Making the Most of an Open House You Attend...
Open houses are a time-honored tradition in real estate because they give agents a prime opportunity to showcase a for-sale home, meet prospective buyers and schmooze with neighbors who invariably drop by. Many agents are eager to quiz open house attendees about their home-buying plans. "How long have you been looking for a home? Are you working with an agent? Are you pre-qualified for a mortgage?" they ask. Why not turn the tables? An open house can be an opportunity for you to pump a local agent for some information about for-sale homes and the housing market.
Some questions you might want to ask the attending agent:
1. Are you the listing agent for this house? Busy agents sometimes arrange for a partner, colleague or assistant to do the honors at an open house. Don't assume the person on-duty is knowledgeable about the house or has met the sellers. In some states, the person might not even have a real estate license.
2. How long has this home been on the market? Well-priced homes in good condition generally don't last long. Unless the local market is unusually weak, you'll want to know why a particular home has become a "stale listing." Is it overpriced? Are there hidden defects? Was the home involved in an escrow that didn't close?
3. Have the owners received any offers and, if so, why weren't those offers accepted? If the sellers rejected offers that were too low or had onerous contingencies or conditions, you may as well find out before you make the same mistake.

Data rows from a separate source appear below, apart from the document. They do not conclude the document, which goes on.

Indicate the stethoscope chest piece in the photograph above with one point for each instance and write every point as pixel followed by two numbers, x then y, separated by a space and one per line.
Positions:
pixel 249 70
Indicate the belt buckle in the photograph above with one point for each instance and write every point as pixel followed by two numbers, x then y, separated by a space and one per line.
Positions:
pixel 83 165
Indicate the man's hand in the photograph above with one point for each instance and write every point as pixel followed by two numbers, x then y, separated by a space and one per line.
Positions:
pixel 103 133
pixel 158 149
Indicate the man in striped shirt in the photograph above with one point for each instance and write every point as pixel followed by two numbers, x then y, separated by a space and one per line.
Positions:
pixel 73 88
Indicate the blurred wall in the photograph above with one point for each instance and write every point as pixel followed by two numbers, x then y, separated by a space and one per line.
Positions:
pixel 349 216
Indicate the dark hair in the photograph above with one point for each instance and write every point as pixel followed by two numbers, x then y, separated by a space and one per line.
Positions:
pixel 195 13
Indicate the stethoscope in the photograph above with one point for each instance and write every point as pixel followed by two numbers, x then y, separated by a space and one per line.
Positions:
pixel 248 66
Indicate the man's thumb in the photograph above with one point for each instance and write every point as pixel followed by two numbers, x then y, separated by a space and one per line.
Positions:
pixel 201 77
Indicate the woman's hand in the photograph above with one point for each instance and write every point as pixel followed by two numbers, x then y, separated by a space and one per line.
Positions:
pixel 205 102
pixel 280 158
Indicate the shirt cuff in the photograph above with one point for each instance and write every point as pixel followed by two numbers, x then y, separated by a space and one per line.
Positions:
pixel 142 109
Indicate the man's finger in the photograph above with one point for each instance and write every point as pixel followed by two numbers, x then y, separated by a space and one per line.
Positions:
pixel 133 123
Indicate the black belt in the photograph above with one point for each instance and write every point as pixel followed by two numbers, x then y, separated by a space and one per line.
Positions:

4. Why are the owners selling this house? Understanding their motivations and needs will help you put together a strong offer that takes their priorities and timetable for moving into consideration. Are the owners relocating out of state? Buying a newly built home that's under construction? In escrow to purchase a larger or smaller residence?
5. What furniture and fixtures are being sold with the house? If you're thinking of buying the home, there's no time like the present to ask whether the dining room chandelier, fancy window coverings and appliances are included. Questionable fixtures and furniture should be itemized in the purchase contract, regardless of any prior conversation.
6. Are any special costs of ownership attached to the property? Is there a homeowner's association that levies dues and assessments? If so, who belongs to the association and who manages its affairs? Is the home located in a special property tax assessment district? If so, how much is the annual tax assessment and how is that money used? Is the home in a flood hazard zone? If so, how much are the annual flood insurance premiums? Are there any other hidden costs of ownership?
7. Are you familiar with other homes on this street and, if so, how does this one compare to the others? A sharp agent might be able to tell you about very recent sales in the neighborhood or other homes that might be coming on the market. If the residence is a tract house, the agent might be able to suggest remodeling ideas he or she has seen in neighboring homes.